Anyone wandering the remains of deserted, windswept Salona in the hills above Split will inevitably wonder what it was like to live in the provincial Roman settlement during its prime. The archaeological remains are so spread out and so vast that the city’s former status in the empire is unmistakable. There is just enough left of the original ancient structures to paint a good picture of what the city of 60,000 must have looked like, although a depressed economy has left Salona neglected and overgrown.

When you buy your ticket, you will be given a map, but the gravel paths meander—and sometimes disappear—without many signs. Tracts can seem to blend into patches of working farmland. Oddly, these “flaws” don’t detract from Salona’s appeal.

Salona was originally a sheltered town on the Jadro River that was settled primarily by Illyrians and Greeks from Vis (Issa) who were trading partners. In the 2nd century b.c., the Romans began to infiltrate, and eventually Salona was named Colonia Martia Julia Salona and transformed into Rome’s administrative center for the province of Dalmatia. It subsequently became the largest city on the eastern Adriatic coast.

During Diocletian’s reign, Salona prospered and the Romans undertook extensive building projects, including a theater; a forum with a temple consecrated to Jupiter, Juno, and Minerva; and a three-story amphitheater that could seat more than 15,000 spectators which served as the city’s primary sports and entertainment venue.

At the same time, Salona became a magnet for adherents of various spiritual movements of the times. According to scholars examining the ancient city’s archaeological traces, these immigrants brought their customs and beliefs with them from such far-flung places as Egypt, Asia Minor, and Persia.

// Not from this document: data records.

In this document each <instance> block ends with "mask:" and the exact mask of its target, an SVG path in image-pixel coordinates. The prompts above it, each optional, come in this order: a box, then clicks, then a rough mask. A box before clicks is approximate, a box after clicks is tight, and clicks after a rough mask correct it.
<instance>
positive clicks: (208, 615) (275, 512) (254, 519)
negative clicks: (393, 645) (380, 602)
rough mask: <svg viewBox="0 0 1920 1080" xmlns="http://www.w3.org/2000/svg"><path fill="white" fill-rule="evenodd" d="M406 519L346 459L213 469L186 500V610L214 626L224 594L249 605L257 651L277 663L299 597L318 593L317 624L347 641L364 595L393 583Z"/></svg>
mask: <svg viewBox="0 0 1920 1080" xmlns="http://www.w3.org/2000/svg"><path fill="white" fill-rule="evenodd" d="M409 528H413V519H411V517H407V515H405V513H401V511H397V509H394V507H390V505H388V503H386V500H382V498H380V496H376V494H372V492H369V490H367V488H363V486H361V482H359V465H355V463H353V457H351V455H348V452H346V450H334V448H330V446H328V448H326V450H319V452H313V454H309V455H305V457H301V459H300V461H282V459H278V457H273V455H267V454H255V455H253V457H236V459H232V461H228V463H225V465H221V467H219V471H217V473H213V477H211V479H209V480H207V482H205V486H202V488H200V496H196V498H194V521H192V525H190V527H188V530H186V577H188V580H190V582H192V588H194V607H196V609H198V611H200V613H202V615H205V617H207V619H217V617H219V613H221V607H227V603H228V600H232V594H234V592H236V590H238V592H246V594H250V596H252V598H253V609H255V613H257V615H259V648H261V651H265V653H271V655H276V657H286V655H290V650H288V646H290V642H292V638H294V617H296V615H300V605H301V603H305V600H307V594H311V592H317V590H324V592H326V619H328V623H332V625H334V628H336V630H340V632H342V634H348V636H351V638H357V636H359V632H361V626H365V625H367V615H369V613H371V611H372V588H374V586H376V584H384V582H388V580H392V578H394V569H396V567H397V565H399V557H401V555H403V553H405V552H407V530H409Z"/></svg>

The new Christian faith was also in the mix of emergent religions sprouting in Salona, a situation that particularly vexed Diocletian, who was devoted to his pagan gods and claimed to be a descendant of Jupiter. In a.d. 303, toward the end of his reign, Diocletian solidified his reputation as one of Christianity’s most zealous persecutors. He attempted to purge his corner of the empire of the new religion by ordering the churches to be razed and the Scriptures to be burned. He warned that high-ranking Romans would lose their places and domestic staff if they continued to profess Christianity, and they would be deprived of their liberty. Other decrees arrived in rapid succession, ordering that “the presidents of the churches in every place should all be first committed to prison and then coerced by every possible means into offering sacrifice."

Bishops Domnius and Anastasius of Aquileia were among the Christian proselytizers of the times and both probably were among those martyred in Salona’s amphitheater for their beliefs. Ironically, the bodies of both these martyrs replaced Diocletian’s in the Cathedral of St. Domnius in Old Town Split after Christianity was legalized and became the religion of the majority in the realm.

At the beginning of the 7th century, the Avars and Slavs invaded Salona, driving the city’s residents to nearby islands, from which they later fled to Diocletian’s Palace.

Today Salona is a ghost city and little of its former glory remains. The amphitheater’s foundation is breathtaking in its scope and size—historians say the arena still was standing in the 17th century when it was deliberately destroyed by Venetian generals who decided it was better to level the structure than leave it for encroaching Turks. After that, Salona was ignored until a Split priest and archaeologist, the Rev. Frane Bulić, began an excavation in the late 19th century.